Métodos de predicción de ADN y ARN¶
Detección gráfica de ORF¶
Vamos a localizar pautas abiertas de lectura en dos secuencias. Utilizaremos el programa plotorf.
Descargar las secuencias genomic_frataxin.fasta y mRNA_frataxin.fasta.
El programa que vamos a utilizar es plotorf.
plotorf 'sequence'
Analizar ambas secuencias, localizar las ORFs y describir las diferencias.
Construcción de mapas de restricción¶
Existen varios programas que nos indican las dianas de corte de enzimas de restricción. Nosotros vamos a utilizar remap y la secuencia mRNA_frataxin.fasta.
remap 'file'
Vamos a seleccionar todos los enzimas con sitio de corte 6pb.
Traducción de pautas de lectura¶
Ahora vamos a traducir la pauta de lectura que contiene la ORF en el mRNA de la frataxina.
transeq -frame 'x' 'sequence'
En un editor de textos vamos a eliminar las regiones no traducidas, el 5’ antes de la metionina y los aminoácidos desde el stop al 3’.Salvar el fichero una vez modificado.
¿Como sabemos cual es la metionina de inicio?. Para ello, necesitamos o datos experimentales o comparar con proteinas conocidas. Hacer un blastp con esta secuencia contra la base de datos nr de la NCBI.
Corregir si es necesario la secuencia de la proteína.
Detección de la pauta de lectura y la estructura intrón/exón en el genómico¶
En el genómico no podemos traducir directamente, primero tenemos que determinar la estructura exónica. Vamos a realizarlo de dos modos.
Mediante comparación de bases de datos¶
Un modo fácil es comparar nuestra secuencia con proteinas conocidas.
Realizar un blastx contra la refseq con la secuencia genomic_frataxin.fasta en la NCBI.
Con la información que nos proporcionan los alineamientos de los diferentes HSPs podemos reconstruir la estructura exónica.
Anotar y reconstruir sobre papel la estructura del gen.
Mediante comparación con mRNA del gen¶
Otra forma de hacerlo es alinear ESTs o mensajeros del gen con la región genómica. Existen programas especialmente diseñados para este proposito: Est2genome y Esim4.
est2genome 'mrna_seq' 'genomic_seq'
Comparar esta estructura del gen con la que habeis hecho vosotros utilizando el bastx.
¿Son equivalentes? ¿A qué se deben las diferencias?.

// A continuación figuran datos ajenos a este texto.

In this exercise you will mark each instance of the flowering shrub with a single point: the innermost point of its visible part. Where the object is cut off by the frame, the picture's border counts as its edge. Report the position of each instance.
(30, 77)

Predicción de estructuras génicas. GeneMark¶
Existen programas que van a combinar la información del uso del tercer codón, las pautas y los sitios aceptores y dadores del procesado para realizar predicciones de las estructuras del gen y pautas codificantes. Nosotros vamos a ver el Augustus.
Utilizaremos la secuencia genomic_frataxin.fasta.
Seleccionar las opciones: Drosophila melanogaster.
Analizar los resultados y compararlos con nuestras predicciones de proteina. Podeis hacer un blastp con la proteina predicha por Augustus y comprobar si esta bien predicha
Repetir el ejercicio con la secuencia genomic_frataxin2.fasta.
¿Son diferentes las predicciones? ¿Son diferentes las proteínas predichas?.
Para comprobar que hay de diferente en las secuencias alinear ambas secuencias (genomic_frataxin.fasta y genomic_frataxin2.fasta).
water 'file' 'file'
Comentar que ha sucedido y como lo ha solucionado el programa.
Diseño de cebadores para amplificación de exones¶
Estamos interesados en amplificar los exones del 1 y 2 del gen c-fos humano. Identifica los exones e intrones del gen y utilizando el programa Primer3 (está en el Jemboss) diseña cebadores flanqueantes a los exones 1 y 2. Intenta que ambos productos puedan ser amplificados con las mismas condiciones de PCR.